Stable | Beta | Prototype |
---|---|---|
|
|
|
You can check the blogpost that shows the new features here.
Backwards Incompatible changes
Python API
uint8 and all integer dtype masks are no longer allowed in Transformer (#87106)
Prior to 1.13, key_padding_mask
could be set to uint8 or other integer dtypes in TransformerEncoder
and MultiheadAttention
, which might generate unexpected results. In this release, these dtypes are not allowed for the mask anymore. Please convert them to torch.bool
before using.
1.12.1
>>> layer = nn.TransformerEncoderLayer(2, 4, 2)
>>> encoder = nn.TransformerEncoder(layer, 2)
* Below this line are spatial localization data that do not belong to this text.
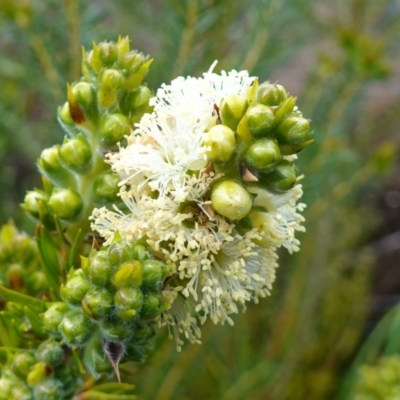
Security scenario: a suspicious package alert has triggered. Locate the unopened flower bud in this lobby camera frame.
[203,125,236,163]
[113,260,143,288]
[244,138,282,171]
[59,135,92,173]
[246,104,275,138]
[43,302,68,333]
[219,94,249,131]
[48,189,83,220]
[257,82,287,107]
[99,113,130,147]
[58,310,93,346]
[114,287,143,321]
[211,180,252,219]
[276,117,312,155]
[82,288,113,319]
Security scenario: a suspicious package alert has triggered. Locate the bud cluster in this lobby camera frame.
[43,240,169,376]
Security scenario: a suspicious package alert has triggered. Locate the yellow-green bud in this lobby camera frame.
[59,135,92,174]
[60,273,90,307]
[203,125,236,163]
[246,104,275,138]
[99,113,130,147]
[276,116,312,155]
[244,138,282,171]
[114,287,143,321]
[48,189,83,220]
[43,302,68,333]
[82,288,113,319]
[211,180,252,219]
[58,310,93,346]
[219,94,249,131]
[113,260,143,288]
[257,82,287,107]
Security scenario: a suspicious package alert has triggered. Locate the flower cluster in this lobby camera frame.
[92,67,312,347]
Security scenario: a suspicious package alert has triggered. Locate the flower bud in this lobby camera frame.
[219,94,249,131]
[276,116,312,155]
[93,171,119,203]
[58,310,93,346]
[246,104,275,138]
[43,302,68,332]
[36,339,64,367]
[82,288,113,319]
[60,270,90,307]
[244,139,282,171]
[257,82,287,107]
[211,180,252,219]
[143,260,166,286]
[113,260,143,288]
[114,287,143,321]
[203,125,236,163]
[59,135,92,174]
[99,113,131,147]
[48,189,83,220]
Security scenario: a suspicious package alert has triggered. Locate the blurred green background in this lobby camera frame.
[0,0,400,400]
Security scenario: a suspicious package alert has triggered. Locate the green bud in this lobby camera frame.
[246,104,275,138]
[219,94,249,131]
[83,251,113,286]
[43,302,68,332]
[36,339,64,367]
[257,82,287,107]
[114,287,143,321]
[143,260,165,286]
[203,125,236,163]
[58,310,93,346]
[60,273,90,307]
[276,116,312,155]
[100,318,133,342]
[113,260,143,288]
[211,180,252,219]
[82,288,113,319]
[244,139,282,171]
[11,351,36,380]
[59,135,92,174]
[22,189,49,219]
[99,113,131,147]
[48,189,83,220]
[93,171,119,203]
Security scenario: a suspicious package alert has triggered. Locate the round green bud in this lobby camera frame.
[36,339,64,367]
[82,288,114,319]
[33,378,63,400]
[219,94,249,131]
[203,125,236,163]
[59,135,92,174]
[43,302,68,332]
[100,318,133,342]
[60,274,90,307]
[113,260,143,288]
[246,104,275,138]
[58,310,93,346]
[276,116,312,155]
[22,189,49,219]
[11,351,36,380]
[48,188,83,220]
[244,138,282,171]
[211,180,252,219]
[114,287,143,321]
[143,260,165,286]
[99,113,131,147]
[257,82,287,107]
[93,171,119,203]
[84,251,113,286]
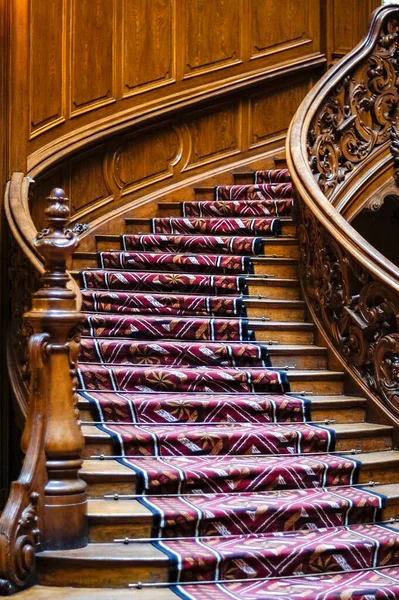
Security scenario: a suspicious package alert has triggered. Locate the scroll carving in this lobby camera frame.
[307,19,399,197]
[0,189,87,595]
[298,205,399,416]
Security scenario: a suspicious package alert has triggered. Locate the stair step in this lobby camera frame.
[309,394,367,423]
[274,151,287,169]
[233,171,255,185]
[88,483,399,543]
[78,386,366,423]
[4,581,159,600]
[70,250,298,279]
[36,542,169,587]
[80,444,399,498]
[244,298,306,321]
[125,215,296,236]
[95,232,299,260]
[82,423,392,457]
[37,474,399,587]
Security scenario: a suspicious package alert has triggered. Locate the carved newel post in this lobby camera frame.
[23,189,88,549]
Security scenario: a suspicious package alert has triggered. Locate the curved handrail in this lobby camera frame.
[4,173,82,418]
[286,6,399,423]
[287,7,399,293]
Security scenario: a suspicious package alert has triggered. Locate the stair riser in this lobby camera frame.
[248,279,301,300]
[37,560,168,598]
[80,398,366,423]
[89,500,399,543]
[82,460,399,502]
[82,471,136,498]
[288,380,344,396]
[269,349,327,369]
[335,433,392,452]
[89,516,152,549]
[246,305,305,321]
[83,424,386,462]
[71,258,98,271]
[70,255,298,279]
[312,408,366,423]
[255,329,314,344]
[254,260,298,279]
[125,219,296,236]
[263,243,299,260]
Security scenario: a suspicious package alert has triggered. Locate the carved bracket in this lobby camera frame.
[307,19,399,197]
[298,204,399,416]
[0,189,87,595]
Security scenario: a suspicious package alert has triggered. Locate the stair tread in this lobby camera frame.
[88,483,399,521]
[81,450,399,481]
[82,423,393,440]
[0,585,176,600]
[36,542,169,565]
[78,392,367,408]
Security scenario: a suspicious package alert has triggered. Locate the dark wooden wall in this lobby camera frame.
[0,0,379,506]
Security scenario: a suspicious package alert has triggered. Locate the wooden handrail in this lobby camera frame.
[286,6,399,423]
[0,189,88,594]
[4,173,82,419]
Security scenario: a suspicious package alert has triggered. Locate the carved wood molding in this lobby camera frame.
[298,204,399,417]
[287,7,399,424]
[307,17,399,198]
[0,190,88,595]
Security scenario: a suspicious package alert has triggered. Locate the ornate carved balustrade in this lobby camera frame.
[0,189,87,595]
[287,7,399,423]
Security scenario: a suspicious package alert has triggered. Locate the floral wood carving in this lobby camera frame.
[298,204,399,415]
[0,189,87,595]
[307,19,399,197]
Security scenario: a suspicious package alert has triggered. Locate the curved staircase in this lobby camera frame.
[25,162,399,600]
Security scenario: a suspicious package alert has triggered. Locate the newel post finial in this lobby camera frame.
[23,188,88,549]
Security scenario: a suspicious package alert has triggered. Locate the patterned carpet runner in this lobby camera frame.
[78,169,399,600]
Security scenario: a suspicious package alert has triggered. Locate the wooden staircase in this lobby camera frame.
[22,159,399,600]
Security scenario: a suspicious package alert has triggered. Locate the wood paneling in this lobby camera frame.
[29,0,65,135]
[67,147,112,219]
[122,0,175,97]
[248,79,311,148]
[249,0,319,58]
[109,123,181,193]
[187,102,241,169]
[32,71,320,226]
[327,0,381,61]
[70,0,116,115]
[182,0,243,77]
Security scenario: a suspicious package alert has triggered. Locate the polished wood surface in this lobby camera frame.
[287,6,399,435]
[0,189,88,595]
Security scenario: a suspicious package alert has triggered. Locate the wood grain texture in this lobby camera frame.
[121,0,175,97]
[108,123,181,194]
[31,70,319,227]
[29,0,66,135]
[182,0,243,77]
[186,101,241,169]
[327,0,381,61]
[249,0,319,58]
[248,78,312,147]
[70,0,116,116]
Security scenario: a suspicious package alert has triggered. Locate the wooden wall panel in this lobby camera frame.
[29,0,65,136]
[182,0,243,78]
[70,0,117,116]
[109,123,181,193]
[7,0,379,171]
[249,0,319,58]
[122,0,175,97]
[248,79,312,148]
[327,0,381,61]
[65,146,113,219]
[186,101,241,170]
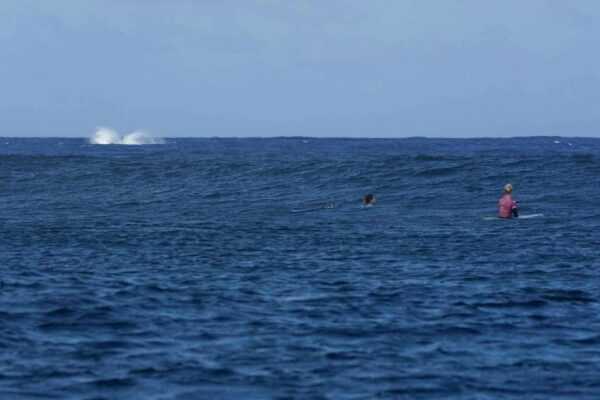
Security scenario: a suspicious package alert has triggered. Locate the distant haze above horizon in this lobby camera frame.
[0,0,600,138]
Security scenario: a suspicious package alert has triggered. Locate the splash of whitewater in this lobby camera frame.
[90,128,165,145]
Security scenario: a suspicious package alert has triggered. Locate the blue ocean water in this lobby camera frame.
[0,137,600,400]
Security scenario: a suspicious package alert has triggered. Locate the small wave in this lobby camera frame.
[90,128,165,145]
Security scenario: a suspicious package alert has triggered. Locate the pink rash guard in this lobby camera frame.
[498,193,517,218]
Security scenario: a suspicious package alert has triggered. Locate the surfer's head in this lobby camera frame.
[363,193,375,205]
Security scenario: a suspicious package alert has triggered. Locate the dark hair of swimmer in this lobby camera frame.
[363,193,375,205]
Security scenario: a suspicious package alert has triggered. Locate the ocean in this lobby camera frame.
[0,137,600,400]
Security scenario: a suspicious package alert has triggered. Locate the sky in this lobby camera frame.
[0,0,600,137]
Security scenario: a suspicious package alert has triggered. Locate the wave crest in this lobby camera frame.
[90,128,165,145]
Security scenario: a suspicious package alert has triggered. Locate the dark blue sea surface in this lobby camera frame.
[0,137,600,400]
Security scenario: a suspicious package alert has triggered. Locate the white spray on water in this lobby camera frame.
[90,128,165,145]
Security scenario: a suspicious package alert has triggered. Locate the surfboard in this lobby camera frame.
[483,214,544,221]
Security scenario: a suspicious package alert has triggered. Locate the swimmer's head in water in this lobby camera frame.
[363,193,375,204]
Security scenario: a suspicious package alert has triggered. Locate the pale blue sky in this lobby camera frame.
[0,0,600,137]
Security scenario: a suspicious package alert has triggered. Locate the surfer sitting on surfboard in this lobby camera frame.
[498,183,519,218]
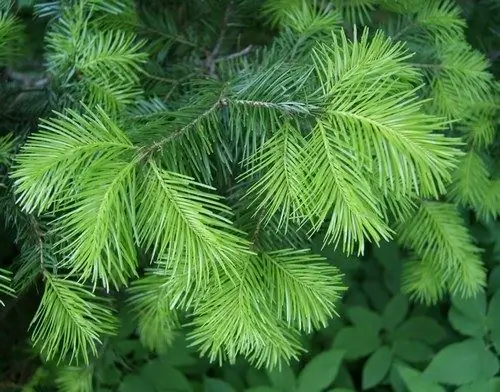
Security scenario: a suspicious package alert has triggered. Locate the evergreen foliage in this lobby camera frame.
[0,0,500,376]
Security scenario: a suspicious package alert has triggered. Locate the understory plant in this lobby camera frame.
[0,0,500,380]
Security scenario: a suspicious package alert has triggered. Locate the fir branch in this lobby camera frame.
[31,273,116,364]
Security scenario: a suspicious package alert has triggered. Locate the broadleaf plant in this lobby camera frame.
[0,0,500,374]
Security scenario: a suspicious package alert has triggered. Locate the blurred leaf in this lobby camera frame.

>>> pad_mask = torch.tensor([[1, 1, 0, 0]], dtype=torch.uint8)
>>> inputs = torch.cat([torch.randn(1, 2, 2), torch.zeros(1, 2, 2)], dim=1)
# works before 1.13
>>> outputs = encoder(inputs, src_key_padding_mask=pad_mask)
1.13
>>> layer = nn.TransformerEncoderLayer(2, 4, 2)
>>> encoder = nn.TransformerEncoder(layer, 2)
>>> pad_mask = torch.tensor([[1, 1, 0, 0]], dtype=torch.bool)
>>> inputs = torch.cat([torch.randn(1, 2, 2), torch.zeros(1, 2, 2)], dim=1)
>>> outputs = encoder(inputs, src_key_padding_mask=pad_mask)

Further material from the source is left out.